Quando va, funzione bene… Quando va.
Forse vi sembrerà strano essere arrivati fino a questo punto e non avere trovato alcun accenno alla componente online, visti soprattutto i paragoni con Left 4 Dead e Warhammer: End Times – Vermintide. La cooperativa fino a quattro giocatori c’è, permette di rivivere le stesse missioni delle campagna affrontate in singolo, è certamente frenetica, le fasi di shooting sono incalzanti e non lasciano un attimo di respiro. Affrontare l’avventura assieme a tre compagni in carne e ossa annulla poi tutti i difetti segnalati sull’IA degli alleati e anzi, la collaborazione si rivela l’unica via per non essere sopraffatti dalle schiere aliene, che diventano più numerose e agguerrite nel multiplayer. La realtà dei fatti è purtroppo meno felice, soprattutto perché non esistono server dedicati per Space Hulk: Deathwing e tutto è demandato al giocatore che farà da hosting alla partita, che perdurerà fin quando egli non riceverà una chiamata dall’Imperatore sull’altra linea, si stuferà di fare a fette scarafaggi troppo cresciuti o, problema tanto caro al nostro paese, la sua linea subirà un’interruzione.

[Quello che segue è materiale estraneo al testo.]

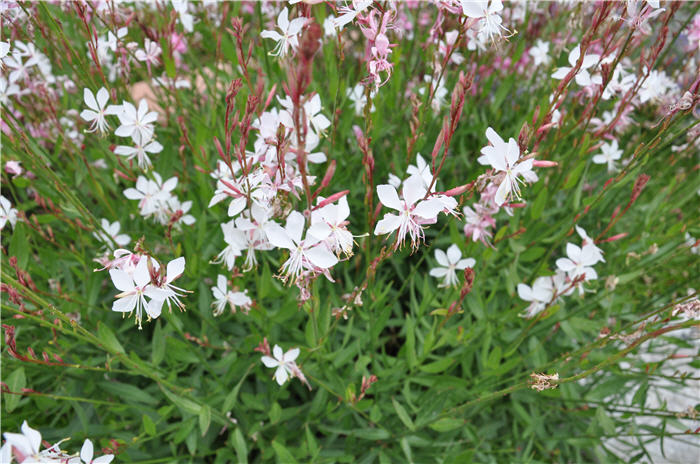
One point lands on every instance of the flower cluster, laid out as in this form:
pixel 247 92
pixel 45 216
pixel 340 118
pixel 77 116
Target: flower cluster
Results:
pixel 571 273
pixel 25 448
pixel 143 285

Il peer-to-peer è certamente una base economica e conveniente, ma la stabilità ne risente parecchio e anche trovare una partita è stata alle volte volte un’impresa che ha richiesto svariati tentativi e minuti d’attesa, a cui vanno sommate le pause causate dai lunghi caricamenti. Il secondo problema della cooperativa è che non esiste un vero e proprio sistema di progressione e i livelli sbloccati, gli equipaggiamenti recuperati e le nuove abilità perdurano fintanto che si rimane all’interno del match, ma la corsa riparte da capo in ogni sessione di gioco, dimenticando qualsiasi tipo di achivement. La frustrazione viene mitigata dalla Codex Mode, un’opzione che, se da un lato limita il numero di respawn a disposizione del giocatore, attiva sin dall’inizio tutte le armi e i poteri, garantendo così una maggiore varietà alla partita.

HARDWARE

Requisiti minimi: – Sistema operativo: Windows 7/8/10 (64-bit) – Processore: Intel Core i5-2400/AMD FX-8320 – Memoria: 8 GB di RAM – Scheda video: 2 GB, DirectX 11, AMD Radeon HD 7870/NVIDIA GeForce GTX 660 – DirectX: Versione 11 – Rete: Connessione Internet a banda larga – Memoria: 40 GB di spazio disponibile

Requisiti consigliati: – Sistema operativo: Windows 7/8/10 (64-bit) – Processore: Intel Core i7-3770/AMD FX-8350 – Memoria: 8 GB di RAM – Scheda video: NVIDIA GTX 970 4GB/AMD Radeon R9 290 4GB – DirectX: Versione 11 – Rete: Connessione Internet a banda larga – Memoria: 40 GB di spazio disponibile

– Si respira la vera atmosfera di Warhammer 40,000

– Visivamente appagante

– Level design claustrofobico e labirintico

– Comparto audio integrato alla perfezione

– Divertente e frenetico in co-op

– Gameplay piatto e ripetitivo

– IA deficitaria

– Sistema di mira fastidioso

– Online parecchio instabile

6.0

Space Hulk: Deathwing, è inutile nascondersi dietro a un dito, soffre di gravi lacune, spezzettando il gameplay nelle sue varie meccaniche, saltano fuori difetti su cui è difficile soprassedere, soprattutto quelli segnalati in merito all’IA, al sistema di mira e in generale a un gunplay piatto e poco appagante. Se giocato al fianco di tre amici, la situazione migliora sensibilmente e Space Hulk: Deathwing mostra quel suo lato tattico che la campagna non riesce a mettere adeguatamente in evidenza, peccato però che trovare una partita, stabile e che duri più di un’ora senza disconnessioni, sia un’impresa non da poco. L’unica vera motivazione per spendere ore all’interno dell’infestato Space Hulk è proprio quest’ultimo, una maestosa, imponente e ispiratissima cattedrale gotica derelitta, che fluttua nel vuoto dello spazio, tra un warp e l’altro, fondendosi con asteroidi e materiali rocciosi, senza però mai perdere la sua anima mistica, il suo culto per la forza tipico dell’Impero dipinto in Warhammer 40,000. Almeno come tech demo e come fonte di screenshot, Space Hulk: Deathwing è il primo della classe.